Ingredients:
• Water
• 200 gms onions, finely cut
• 5 gms – ajwain
• 20 gms – Chana flour (besan)
• 50 gms – fresh Coriander leaves
• 5 gms – ginger, finely cut into pieces
• 5 gms – green chillies, cut into pieces
• 5 gms – Red Chilli powder
• 5 gms – coriander powder
• 200 gms – oil
• Salt to taste
• To make the gravy:
• 200 gms – Yoghurt
• 5 gms – Red Chilli powder
• 5 gms – coriander powder
• 5 gms – Turmeric powder
• 5 gms – garlic, cut finely into pieces
• 5 gms – whole coriander
• 5 gms – Cumin seeds
• 4 Bay Leaves
• A pinch of Asafoetida
• 5 green chillies, cut finely into pieces
• 5 gms – garlic, cut into fine pieces
• 100 gms – Onion paste
• 100 gms – Tomato puree
• 50 gms – fresh coriander leaves, cut finely
• 25 gms – oil
• Salt to taste.
Method:
- Soak the moong dal for 2 hours in water.

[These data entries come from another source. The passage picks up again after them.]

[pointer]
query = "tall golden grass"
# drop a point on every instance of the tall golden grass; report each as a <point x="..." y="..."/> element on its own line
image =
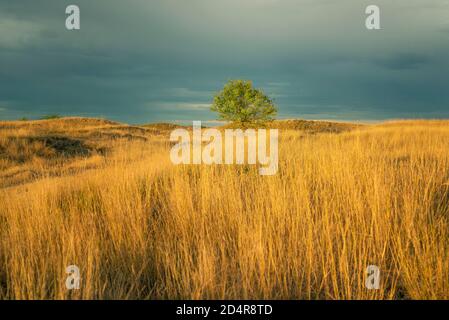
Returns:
<point x="141" y="228"/>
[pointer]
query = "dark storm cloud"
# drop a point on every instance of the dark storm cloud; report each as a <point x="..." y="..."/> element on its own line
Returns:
<point x="164" y="59"/>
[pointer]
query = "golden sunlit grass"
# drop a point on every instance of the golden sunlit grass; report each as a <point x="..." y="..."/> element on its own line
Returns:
<point x="141" y="228"/>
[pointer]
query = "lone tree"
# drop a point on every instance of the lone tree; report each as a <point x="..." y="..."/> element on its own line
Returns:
<point x="240" y="103"/>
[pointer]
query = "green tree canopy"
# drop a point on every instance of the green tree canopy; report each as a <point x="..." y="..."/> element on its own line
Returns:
<point x="240" y="103"/>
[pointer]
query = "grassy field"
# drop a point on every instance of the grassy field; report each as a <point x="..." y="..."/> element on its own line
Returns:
<point x="104" y="196"/>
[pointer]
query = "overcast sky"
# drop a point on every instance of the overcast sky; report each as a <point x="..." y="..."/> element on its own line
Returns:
<point x="162" y="60"/>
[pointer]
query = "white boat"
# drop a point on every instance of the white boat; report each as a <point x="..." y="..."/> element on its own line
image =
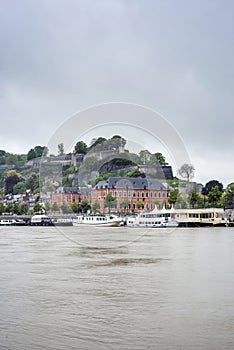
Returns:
<point x="12" y="222"/>
<point x="182" y="217"/>
<point x="153" y="219"/>
<point x="98" y="220"/>
<point x="198" y="217"/>
<point x="41" y="220"/>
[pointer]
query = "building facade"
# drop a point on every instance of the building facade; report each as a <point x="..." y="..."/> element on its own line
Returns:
<point x="130" y="191"/>
<point x="69" y="195"/>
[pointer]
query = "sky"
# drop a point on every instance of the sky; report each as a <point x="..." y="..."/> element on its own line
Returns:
<point x="175" y="57"/>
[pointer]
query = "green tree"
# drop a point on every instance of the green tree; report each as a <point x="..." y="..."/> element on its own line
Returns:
<point x="37" y="209"/>
<point x="159" y="159"/>
<point x="90" y="163"/>
<point x="60" y="149"/>
<point x="65" y="208"/>
<point x="9" y="208"/>
<point x="31" y="154"/>
<point x="55" y="207"/>
<point x="66" y="181"/>
<point x="47" y="206"/>
<point x="110" y="202"/>
<point x="32" y="182"/>
<point x="173" y="196"/>
<point x="22" y="209"/>
<point x="229" y="194"/>
<point x="96" y="205"/>
<point x="37" y="152"/>
<point x="74" y="207"/>
<point x="81" y="147"/>
<point x="2" y="208"/>
<point x="209" y="185"/>
<point x="11" y="159"/>
<point x="85" y="206"/>
<point x="19" y="188"/>
<point x="134" y="173"/>
<point x="116" y="142"/>
<point x="214" y="197"/>
<point x="16" y="208"/>
<point x="125" y="204"/>
<point x="193" y="198"/>
<point x="95" y="143"/>
<point x="139" y="204"/>
<point x="12" y="178"/>
<point x="187" y="171"/>
<point x="144" y="156"/>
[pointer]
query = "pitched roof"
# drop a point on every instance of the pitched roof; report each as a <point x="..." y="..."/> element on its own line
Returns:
<point x="131" y="183"/>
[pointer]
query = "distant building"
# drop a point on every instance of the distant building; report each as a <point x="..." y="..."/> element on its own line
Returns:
<point x="148" y="191"/>
<point x="69" y="195"/>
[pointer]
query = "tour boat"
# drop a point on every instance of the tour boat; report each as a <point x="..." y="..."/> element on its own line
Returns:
<point x="182" y="217"/>
<point x="12" y="222"/>
<point x="98" y="220"/>
<point x="152" y="219"/>
<point x="41" y="220"/>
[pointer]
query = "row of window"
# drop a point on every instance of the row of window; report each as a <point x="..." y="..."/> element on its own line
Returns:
<point x="133" y="194"/>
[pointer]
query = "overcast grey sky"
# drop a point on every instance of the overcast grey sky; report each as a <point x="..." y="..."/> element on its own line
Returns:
<point x="176" y="57"/>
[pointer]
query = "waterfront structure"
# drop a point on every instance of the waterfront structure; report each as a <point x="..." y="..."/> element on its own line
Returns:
<point x="69" y="195"/>
<point x="131" y="191"/>
<point x="98" y="220"/>
<point x="197" y="217"/>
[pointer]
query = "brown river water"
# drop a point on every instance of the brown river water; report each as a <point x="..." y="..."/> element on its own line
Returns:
<point x="116" y="288"/>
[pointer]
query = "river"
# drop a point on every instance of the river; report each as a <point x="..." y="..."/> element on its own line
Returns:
<point x="116" y="288"/>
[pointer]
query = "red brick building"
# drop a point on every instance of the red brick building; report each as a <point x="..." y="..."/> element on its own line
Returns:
<point x="131" y="190"/>
<point x="69" y="195"/>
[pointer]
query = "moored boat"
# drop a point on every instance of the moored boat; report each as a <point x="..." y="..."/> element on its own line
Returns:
<point x="12" y="222"/>
<point x="41" y="220"/>
<point x="151" y="220"/>
<point x="98" y="220"/>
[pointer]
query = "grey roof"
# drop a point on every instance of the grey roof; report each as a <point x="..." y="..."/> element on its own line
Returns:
<point x="131" y="183"/>
<point x="73" y="190"/>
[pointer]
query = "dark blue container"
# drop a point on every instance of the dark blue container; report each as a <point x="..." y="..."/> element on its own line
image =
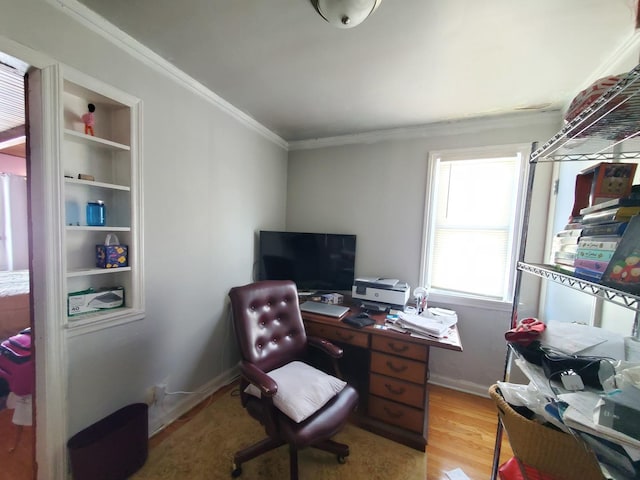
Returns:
<point x="96" y="214"/>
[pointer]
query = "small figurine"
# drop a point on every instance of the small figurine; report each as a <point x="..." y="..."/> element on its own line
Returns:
<point x="88" y="119"/>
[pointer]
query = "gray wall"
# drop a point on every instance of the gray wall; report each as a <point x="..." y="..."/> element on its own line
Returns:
<point x="209" y="182"/>
<point x="375" y="188"/>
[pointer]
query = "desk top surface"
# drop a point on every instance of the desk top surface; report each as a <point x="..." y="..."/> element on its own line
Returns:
<point x="450" y="342"/>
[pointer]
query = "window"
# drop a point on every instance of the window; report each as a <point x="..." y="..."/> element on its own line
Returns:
<point x="473" y="215"/>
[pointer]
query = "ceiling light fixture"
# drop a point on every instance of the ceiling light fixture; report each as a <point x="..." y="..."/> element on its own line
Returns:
<point x="345" y="13"/>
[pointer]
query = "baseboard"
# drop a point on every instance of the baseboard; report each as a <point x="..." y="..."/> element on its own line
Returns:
<point x="460" y="385"/>
<point x="160" y="416"/>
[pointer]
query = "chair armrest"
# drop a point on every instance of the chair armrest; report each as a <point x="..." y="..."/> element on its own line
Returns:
<point x="326" y="346"/>
<point x="267" y="385"/>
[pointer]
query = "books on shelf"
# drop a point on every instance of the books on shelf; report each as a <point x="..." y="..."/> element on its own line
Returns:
<point x="613" y="203"/>
<point x="618" y="214"/>
<point x="623" y="270"/>
<point x="612" y="228"/>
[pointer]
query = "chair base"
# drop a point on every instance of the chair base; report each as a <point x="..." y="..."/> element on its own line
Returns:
<point x="339" y="449"/>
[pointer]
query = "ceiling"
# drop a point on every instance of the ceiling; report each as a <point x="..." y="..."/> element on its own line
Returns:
<point x="413" y="62"/>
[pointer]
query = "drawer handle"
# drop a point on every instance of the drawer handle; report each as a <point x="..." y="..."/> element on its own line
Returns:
<point x="398" y="391"/>
<point x="400" y="349"/>
<point x="392" y="414"/>
<point x="399" y="369"/>
<point x="344" y="337"/>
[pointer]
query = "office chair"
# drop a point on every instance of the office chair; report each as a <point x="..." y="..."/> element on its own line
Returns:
<point x="271" y="337"/>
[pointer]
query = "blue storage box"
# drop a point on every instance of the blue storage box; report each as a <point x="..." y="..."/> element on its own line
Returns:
<point x="111" y="254"/>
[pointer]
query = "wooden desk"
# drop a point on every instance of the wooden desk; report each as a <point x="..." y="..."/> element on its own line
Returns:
<point x="390" y="371"/>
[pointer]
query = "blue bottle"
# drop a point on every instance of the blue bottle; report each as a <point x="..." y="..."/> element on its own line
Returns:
<point x="96" y="214"/>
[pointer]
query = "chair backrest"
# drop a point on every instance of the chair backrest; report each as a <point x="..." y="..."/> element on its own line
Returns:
<point x="268" y="323"/>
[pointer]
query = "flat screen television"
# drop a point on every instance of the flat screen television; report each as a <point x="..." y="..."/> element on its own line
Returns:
<point x="314" y="261"/>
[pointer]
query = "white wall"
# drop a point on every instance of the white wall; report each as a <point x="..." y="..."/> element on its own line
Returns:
<point x="209" y="183"/>
<point x="376" y="190"/>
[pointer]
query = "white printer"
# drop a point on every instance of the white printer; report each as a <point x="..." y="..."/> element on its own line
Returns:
<point x="390" y="291"/>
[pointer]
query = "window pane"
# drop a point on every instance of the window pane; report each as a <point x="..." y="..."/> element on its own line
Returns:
<point x="470" y="261"/>
<point x="473" y="213"/>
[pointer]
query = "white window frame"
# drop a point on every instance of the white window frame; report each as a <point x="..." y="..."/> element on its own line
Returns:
<point x="447" y="296"/>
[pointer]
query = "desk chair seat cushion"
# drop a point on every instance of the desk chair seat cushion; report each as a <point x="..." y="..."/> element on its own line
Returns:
<point x="325" y="423"/>
<point x="302" y="389"/>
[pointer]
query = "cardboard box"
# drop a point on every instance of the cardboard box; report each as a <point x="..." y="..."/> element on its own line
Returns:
<point x="90" y="300"/>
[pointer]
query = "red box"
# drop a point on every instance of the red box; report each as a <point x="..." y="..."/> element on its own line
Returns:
<point x="602" y="182"/>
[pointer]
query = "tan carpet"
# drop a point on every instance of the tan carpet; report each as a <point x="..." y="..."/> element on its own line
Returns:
<point x="203" y="449"/>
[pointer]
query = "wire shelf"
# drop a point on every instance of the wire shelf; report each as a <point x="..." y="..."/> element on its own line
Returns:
<point x="549" y="272"/>
<point x="612" y="119"/>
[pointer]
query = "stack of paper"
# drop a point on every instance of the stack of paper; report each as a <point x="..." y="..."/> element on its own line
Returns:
<point x="433" y="322"/>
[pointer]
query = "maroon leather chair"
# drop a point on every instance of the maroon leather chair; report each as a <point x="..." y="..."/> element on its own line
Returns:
<point x="270" y="333"/>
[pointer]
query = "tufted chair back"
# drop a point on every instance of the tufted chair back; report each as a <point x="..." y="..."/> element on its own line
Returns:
<point x="268" y="323"/>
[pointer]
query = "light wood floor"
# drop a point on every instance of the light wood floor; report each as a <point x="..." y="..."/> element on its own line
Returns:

- Then drain the water and blend the dal in a blender.
- Now add finely cut onion, ajwain, besan and all the other ingredients and mix well.
- Now make pakoras of this mixture and keep them ready.
- To make the gravy: Pour the yoghurt into a clean bowl, and then add all the powdered masalas and salt.
- Now heat a pan and add the oil, when heated, add the garlic, whole coriander, cumin and bay leaves and fry.
- Then add the garlic and onion paste and cook for 5 mins.
- Then add the tomato puree and keep cooking.
- When the gravy is cooked, add the ready yoghurt mixture and cook on low flame for 10 mins.
- Now add the moong dal ka pakoras and garnish with fresh coriander leaves and serve with tawa parathas.